Bottom line: it's terrible to be a gay person in Russia, and LGBT folks lucky enough not to be living there are stuck helplessly watching as Moscow becomes increasingly hostile to gays. And that anger is manifesting itself in calls to boycott the 2014 Olympic games, which will take place in the southern Russian city of Sochi, as well as smaller, more accessible moves, like telling gay bars to dump their Russian vodka.
The face of the Russian vodka boycott is Dan Savage, the man known for permanently attaching Rick Santorum's name to frothy feces and the brain behind the It Gets Better anti-bullying project. Savage explains that vodka is a good place to start:
[B]oycott or no boycott there is something we can do right here, right now, in Seattle and other US cities to show our solidarity with Russian queers and their allies and to help to draw international attention to the persecution of gay men, lesbians, bisexuals, trans people, and straight allies in Putin's increasingly fascistic Russia: DUMP RUSSIAN VODKA.

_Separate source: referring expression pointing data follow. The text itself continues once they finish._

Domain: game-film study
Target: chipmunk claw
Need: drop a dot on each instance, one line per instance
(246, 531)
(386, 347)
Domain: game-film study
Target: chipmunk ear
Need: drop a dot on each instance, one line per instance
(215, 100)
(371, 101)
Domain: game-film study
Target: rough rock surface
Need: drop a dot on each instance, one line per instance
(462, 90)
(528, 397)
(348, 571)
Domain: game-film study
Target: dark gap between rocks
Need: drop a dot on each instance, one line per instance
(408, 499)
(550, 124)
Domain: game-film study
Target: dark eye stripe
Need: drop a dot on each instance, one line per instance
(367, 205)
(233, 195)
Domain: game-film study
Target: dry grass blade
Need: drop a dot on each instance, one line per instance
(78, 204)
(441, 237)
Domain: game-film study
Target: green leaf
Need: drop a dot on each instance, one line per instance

Following Savage's lead is Sidetrack, one Chicago's biggest gay bars. Its statement, picked up by the Huffington Post, reads:
Sidetrack cannot support a brand so associated with Russia at a time when Russia is implementing (against strong world criticism) it's [sic] anti-gay law that bans gay "propaganda". The Stoli story is complicated by decades of lawsuits whereby the actual Government of Russia has laid claim to the Stolichnaya brand name. Very soon the Russian government itself, which bans positive portrayals of LGBT people, may be the beneficiary of the goodwill earned by Stoli's distributors and bars over the years.
A fellow Chicago bar has propped up a sign that states, "proudly serving non-Russian vodkas."
Now, will this push be enough to actually hurt Russia's vodka companies and affect change? There is evidence, according to one marketing study, that 45 percent of gay men and 44 percent of lesbians who drink prefer to drink vodka. That's a solid number, but given that LGBT people are just a small number of the general population, the boycott could be futile.
What Savage and fellow vodka boycotters need is for this movement to catch fire among straight allies. There's nothing wrong with gin, after all.
[Note from Editor: An earlier version of this article opened with a different lead paragraph. It didn't get the message across and was amended.]